A Bovespa fechou a quinta-feira (10) com a maior queda em dois meses e forte giro financeiro, pressionada novamente por incertezas relacionadas aos movimentos de Donald Trump quando assumir a Casa Branca, com investidores também atentos às notícias corporativas e políticas no Brasil.

O Ibovespa caiu 3,25%, a 61.200 pontos, menor patamar desde 13 de outubro (61.118 pontos). A queda foi a maior para fechamentos desde 9 de setembro (-3,71%). Durante esta sessão, o índice subiu 1% no melhor momento e caiu mais de 4% na mínima.


O volume financeiro foi novamente intenso, somando R$ 16,5 bilhões, quase duas vezes acima da média diária para o mês até a véspera, de R$ 8,86 bilhões.

O setor bancário ficou entre os destaques negativos, com Bradesco caindo quase 9% após resultado trimestral, enquanto ações de fabricantes de celulose lideraram as altas diante da disparada do dólar ante o real.


Empresas siderúrgicas e mineradoras também avançaram, em meio a ganhos das commodities e com impulso adicional da expectativa por uma política de incentivo à infraestrutura nos EUA, defendida por Trump, com operadores vendo uma migração do setor financeiro para essas empresas.

Desta forma, o índice de materiais básicos da bolsa paulista subiu 5,87%, enquanto o índice do setor financeiro caiu 5,4%.


O cenário político doméstico foi mais um elemento a adicionar cautela na sessão, após notícia sobre uma doação de R$ 1 milhão pela empreiteira Andrade Gutierrez em 2014, que teria sido direcionada à campanha do então vice-presidente Michel Temer, companheiro de chapa da ex-presidente Dilma Rousseff na eleição daquele ano.

Destaques


- BRADESCO PN fechou em queda de 8,92%, maior declínio em quase oito anos. O segundo maior banco privado do País reportou queda anual de 21,5% no lucro líquido, para R$ 3,236 bilhões no terceiro trimestre, com números do período mais fracos que o esperado pelos analistas do BTG Pactual.

- BANCO DO BRASIL perdeu 6,41%, após divulgar resultado trimestral que mostrou queda de 26,6% no lucro líquido de julho a setembro ante igual período do ano passado, para R$ 2,246 bilhões.

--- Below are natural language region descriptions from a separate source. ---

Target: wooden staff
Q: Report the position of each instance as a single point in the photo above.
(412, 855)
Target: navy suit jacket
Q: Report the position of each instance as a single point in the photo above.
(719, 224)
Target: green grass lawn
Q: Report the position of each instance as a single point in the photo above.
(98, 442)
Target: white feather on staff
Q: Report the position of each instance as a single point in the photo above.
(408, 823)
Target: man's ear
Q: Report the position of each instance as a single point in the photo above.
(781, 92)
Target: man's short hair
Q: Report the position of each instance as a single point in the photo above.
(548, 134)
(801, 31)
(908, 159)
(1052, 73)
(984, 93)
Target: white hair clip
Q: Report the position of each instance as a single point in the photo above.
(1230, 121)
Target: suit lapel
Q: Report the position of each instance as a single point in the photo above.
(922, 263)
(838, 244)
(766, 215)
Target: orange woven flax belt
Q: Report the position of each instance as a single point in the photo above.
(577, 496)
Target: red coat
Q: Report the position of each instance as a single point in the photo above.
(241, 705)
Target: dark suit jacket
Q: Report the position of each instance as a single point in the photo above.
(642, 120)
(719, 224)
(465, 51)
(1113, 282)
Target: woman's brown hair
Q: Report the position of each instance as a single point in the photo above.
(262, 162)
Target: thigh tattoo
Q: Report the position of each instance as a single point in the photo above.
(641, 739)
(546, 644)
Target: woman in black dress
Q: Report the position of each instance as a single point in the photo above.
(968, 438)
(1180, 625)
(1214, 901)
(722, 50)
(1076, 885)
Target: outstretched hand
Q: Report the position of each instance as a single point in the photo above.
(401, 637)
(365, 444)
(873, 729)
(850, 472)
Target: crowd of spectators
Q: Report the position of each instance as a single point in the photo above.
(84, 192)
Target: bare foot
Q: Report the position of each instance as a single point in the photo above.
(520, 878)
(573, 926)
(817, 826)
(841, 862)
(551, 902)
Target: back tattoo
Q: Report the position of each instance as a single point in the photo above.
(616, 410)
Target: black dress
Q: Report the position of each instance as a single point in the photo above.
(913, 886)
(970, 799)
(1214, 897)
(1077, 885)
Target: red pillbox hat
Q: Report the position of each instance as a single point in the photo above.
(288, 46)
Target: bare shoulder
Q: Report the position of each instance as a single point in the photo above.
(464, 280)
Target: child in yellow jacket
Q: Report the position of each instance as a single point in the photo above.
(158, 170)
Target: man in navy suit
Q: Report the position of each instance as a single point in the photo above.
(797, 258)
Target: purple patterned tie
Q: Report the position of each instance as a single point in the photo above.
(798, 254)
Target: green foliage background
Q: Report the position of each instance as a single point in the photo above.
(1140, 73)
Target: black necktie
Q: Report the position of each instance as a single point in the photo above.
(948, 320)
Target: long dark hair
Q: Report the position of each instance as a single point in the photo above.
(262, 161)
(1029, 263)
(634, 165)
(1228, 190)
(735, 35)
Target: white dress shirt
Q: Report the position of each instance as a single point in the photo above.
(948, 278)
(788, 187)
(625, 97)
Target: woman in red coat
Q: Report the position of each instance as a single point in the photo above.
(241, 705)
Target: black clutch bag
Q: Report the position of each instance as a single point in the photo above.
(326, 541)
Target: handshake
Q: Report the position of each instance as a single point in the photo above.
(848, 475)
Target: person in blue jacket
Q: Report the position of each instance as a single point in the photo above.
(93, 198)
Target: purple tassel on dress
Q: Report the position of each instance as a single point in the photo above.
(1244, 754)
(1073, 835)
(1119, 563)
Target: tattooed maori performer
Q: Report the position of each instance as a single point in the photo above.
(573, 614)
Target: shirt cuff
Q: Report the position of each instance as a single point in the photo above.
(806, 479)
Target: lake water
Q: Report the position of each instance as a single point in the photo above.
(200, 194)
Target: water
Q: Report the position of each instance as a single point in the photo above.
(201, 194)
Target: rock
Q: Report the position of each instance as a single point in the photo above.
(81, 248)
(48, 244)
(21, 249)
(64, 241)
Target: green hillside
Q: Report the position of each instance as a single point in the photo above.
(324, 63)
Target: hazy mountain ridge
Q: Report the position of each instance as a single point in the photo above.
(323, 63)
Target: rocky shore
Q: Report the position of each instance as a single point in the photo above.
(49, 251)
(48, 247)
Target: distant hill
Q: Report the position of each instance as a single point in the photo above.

- PETROBRAS PN caiu 6,91%, após ter subido mais de 3% no melhor momento da sessão, enquanto PETROBRAS ON recuou 4,99%, com os preços do petróleo firmando-se no vermelho ao longo da sessão. A petrolífera divulgou seu balanço após o fechamento, com prejuízo líquido de R$ 16,458 bilhões.

- VALE PNA subiu 7,48% e VALE ON ganhou 8,21%, mantendo a tendência de alta dos pregões anteriores em meio à alta nos preços do minério de ferro.